Bogotá,  D.C., veintidós (22) de julio de dos mil veinte (2020).  

ASUNTO  

La  Corte resuelve la apelación interpuesta por el defensor de  Clara  María Zabala Torres  y la Procuradora 355 Judicial II, contra el auto del 13 de mayo de  2020, mediante el cual la Sala Penal del Tribunal Superior de  Barranquilla negó la sustitución de prisión  intramural por domiciliaria, deprecada para proteger su salud frente  a un posible contagio de Covid 19.  

ACTUACIÓN  PROCESAL RELEVANTE:  

1.  Por  sentencia del 30 de julio de 2018, la Sala Penal del Tribunal  Superior de Barranquilla, absolvió a Abelardo Tercero Andrade  Meriño y Clara  María Zabala Torres,  Jueces 22 Civil Municipal y 11 Civil del Circuito de la misma ciudad,  respectivamente, por los cargos de prevaricato por acción y  peculado por apropiación en favor de terceros.  

2.  Interpuesto  recurso de apelación por el Fiscal  Tercero Delegado ante el Tribunal Superior de Barranquilla, el  17 de julio de 2019, la Sala de Casación Penal de la Corte  Suprema de Justicia1,  revocó el fallo, para, en su lugar, condenar2  a Clara  María Zabala Torres,  como autora del delito de peculado por apropiación en favor de  terceros, en concurso heterogéneo con el punible de  prevaricato por acción, a las penas principales 160 meses de  prisión, multa de $3.521.121.000.oo, inhabilidad para el  ejercicio de derechos y funciones públicas por el mismo lapso  de la pena privativa de la libertad, y prohibición de ser  inscrita a cargo de elección popular, elegida, designada como  servidor público o celebrar personalmente o por interpuesta  persona contratos con el Estado. Al mismo tiempo se le negó la  suspensión condicional de la ejecución de la pena y la  prisión domiciliaria.  

3.   Por  proveído del 10 de junio del presente año, la Corte3  confirmó dicha condena, en ejercicio de mecanismo de la doble  conformidad judicial postulado por la defensa.  

4.  Clara  María Zabala Torres fue  capturada el 28 de octubre de 2019, momento desde el cual se  encuentra recluida en el Centro de Rehabilitación Femenino El  Buen Pastor de Barranquilla.  

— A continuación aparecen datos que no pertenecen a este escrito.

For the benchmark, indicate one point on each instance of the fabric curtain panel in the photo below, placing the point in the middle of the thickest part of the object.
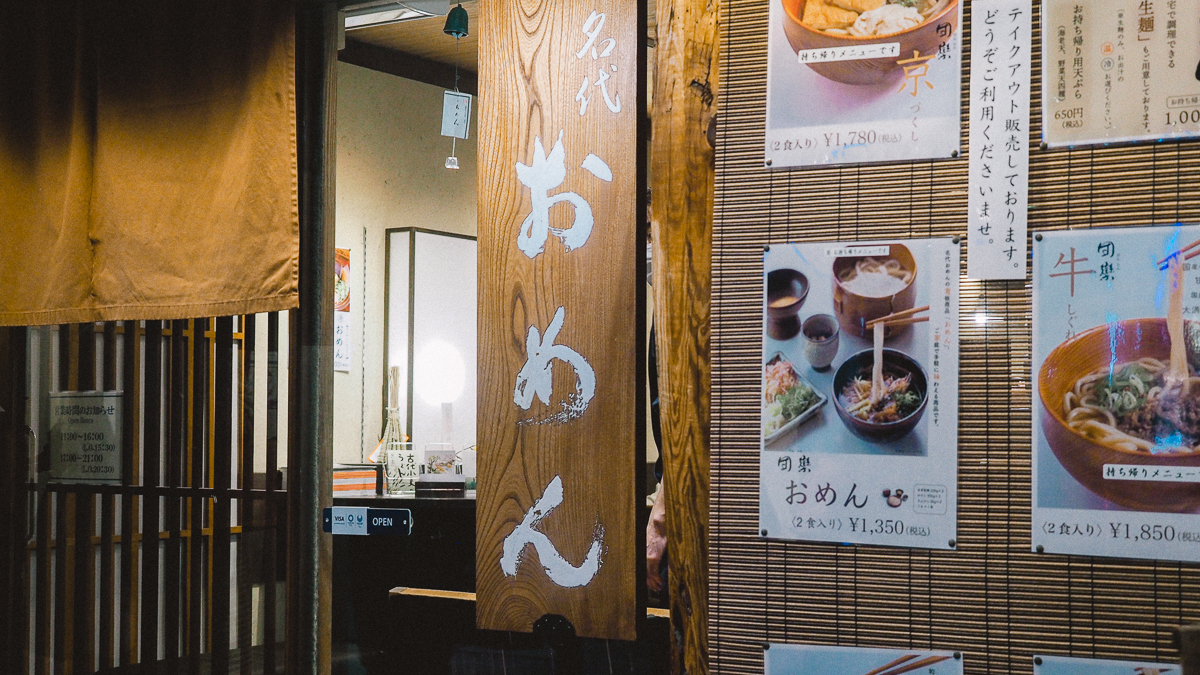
(148, 160)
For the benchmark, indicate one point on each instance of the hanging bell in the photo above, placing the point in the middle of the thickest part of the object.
(456, 23)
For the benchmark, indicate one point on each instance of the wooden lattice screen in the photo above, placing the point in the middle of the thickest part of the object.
(97, 597)
(991, 598)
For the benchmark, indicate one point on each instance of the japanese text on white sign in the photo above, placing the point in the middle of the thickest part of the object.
(1000, 133)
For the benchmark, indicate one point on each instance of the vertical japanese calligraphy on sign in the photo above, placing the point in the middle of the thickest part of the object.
(852, 452)
(875, 83)
(1120, 70)
(561, 447)
(819, 659)
(1000, 138)
(1066, 665)
(343, 344)
(1116, 431)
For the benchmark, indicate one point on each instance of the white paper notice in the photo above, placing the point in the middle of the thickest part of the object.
(1120, 70)
(85, 436)
(1000, 139)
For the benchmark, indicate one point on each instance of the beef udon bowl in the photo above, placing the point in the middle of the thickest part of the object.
(918, 25)
(1107, 399)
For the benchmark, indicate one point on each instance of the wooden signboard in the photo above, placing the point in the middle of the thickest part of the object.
(561, 316)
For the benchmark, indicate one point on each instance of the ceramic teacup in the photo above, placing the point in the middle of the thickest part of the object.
(821, 335)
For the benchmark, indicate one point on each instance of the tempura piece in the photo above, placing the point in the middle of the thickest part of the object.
(886, 21)
(823, 16)
(859, 5)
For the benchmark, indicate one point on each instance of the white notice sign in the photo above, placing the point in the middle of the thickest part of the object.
(85, 436)
(456, 114)
(1120, 70)
(1000, 139)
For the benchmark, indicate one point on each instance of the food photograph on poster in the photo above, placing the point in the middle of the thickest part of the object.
(859, 392)
(1116, 434)
(862, 81)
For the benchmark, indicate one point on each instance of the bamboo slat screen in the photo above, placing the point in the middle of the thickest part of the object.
(85, 591)
(991, 598)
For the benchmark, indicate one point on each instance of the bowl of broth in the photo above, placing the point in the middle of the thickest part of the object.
(894, 414)
(821, 24)
(786, 292)
(1107, 400)
(869, 287)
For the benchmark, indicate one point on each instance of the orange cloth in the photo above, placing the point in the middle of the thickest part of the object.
(148, 160)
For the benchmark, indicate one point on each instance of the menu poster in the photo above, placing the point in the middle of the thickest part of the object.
(819, 659)
(847, 87)
(1065, 665)
(1120, 70)
(1116, 393)
(852, 452)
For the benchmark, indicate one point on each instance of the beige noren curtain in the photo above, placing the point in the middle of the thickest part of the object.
(148, 160)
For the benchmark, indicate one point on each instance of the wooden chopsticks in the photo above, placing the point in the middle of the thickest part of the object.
(905, 664)
(1163, 263)
(903, 318)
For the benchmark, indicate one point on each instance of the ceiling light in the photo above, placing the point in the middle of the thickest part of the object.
(384, 15)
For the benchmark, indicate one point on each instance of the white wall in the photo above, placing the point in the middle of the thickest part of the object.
(390, 173)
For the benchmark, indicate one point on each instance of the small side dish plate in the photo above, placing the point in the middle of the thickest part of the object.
(804, 416)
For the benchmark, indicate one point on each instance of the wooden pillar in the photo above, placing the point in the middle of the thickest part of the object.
(682, 177)
(311, 424)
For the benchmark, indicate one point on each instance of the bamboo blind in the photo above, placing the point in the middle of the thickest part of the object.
(991, 598)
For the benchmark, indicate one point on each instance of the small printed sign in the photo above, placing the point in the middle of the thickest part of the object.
(820, 659)
(85, 436)
(363, 521)
(456, 114)
(1117, 71)
(852, 53)
(1065, 665)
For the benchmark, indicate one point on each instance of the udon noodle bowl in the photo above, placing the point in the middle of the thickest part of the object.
(1135, 407)
(871, 278)
(868, 18)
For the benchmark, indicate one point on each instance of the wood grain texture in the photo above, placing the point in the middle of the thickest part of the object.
(682, 179)
(531, 76)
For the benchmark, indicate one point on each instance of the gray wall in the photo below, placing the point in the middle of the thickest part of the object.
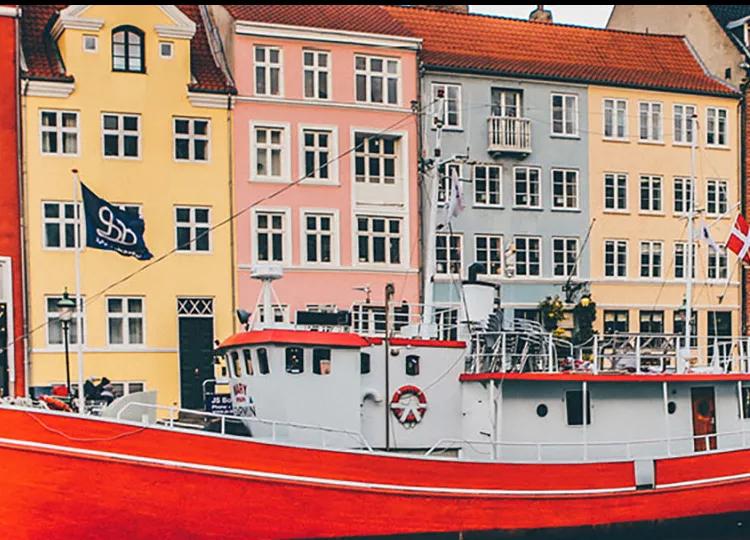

5.  Mediante memorial del 24 de marzo de 2020, el defensor de Clara  María Zabala Torres solicitó  la concesión de la detención domiciliaria con  fundamento en las enfermedades que ésta padece y que  constituyen un alto riesgo sobre su vida en caso de contagio del  virus Covid 19.  

5.  La Sala Penal del Tribunal Superior de Barranquilla avocó el  conocimiento de la petición y requirió al director de  la Cárcel el Buen Pastor de Barranquilla para que rindiera un  informe del estado médico de la privada de la libertad, por  conducto del médico de dicha institución, así  como a la Procuradora Judicial Delegada a efectos de que emitiera  concepto respecto a la procedencia de la solicitud en cuestión.  

6.  El 13 de mayo de 2020, el Tribunal Superior negó la solicitud  de sustitución de prisión domiciliaria. Decisión  contra la cual, el defensor y la agente del Ministerio Público  interpusieron y sustentaron oportunamente el recurso de apelación.  

DECISIÓN  IMPUGNADA  

El  a  quo  consideró que no se encontraban satisfechos los requisitos  necesarios para conceder la prisión domiciliaria en atención  al marco señalado en el Decreto 546 de 2020, emitido en virtud  de la situación excepcional generada por la declaratoria de  emergencia social y económica causada por la pandemia del  Covid 19.  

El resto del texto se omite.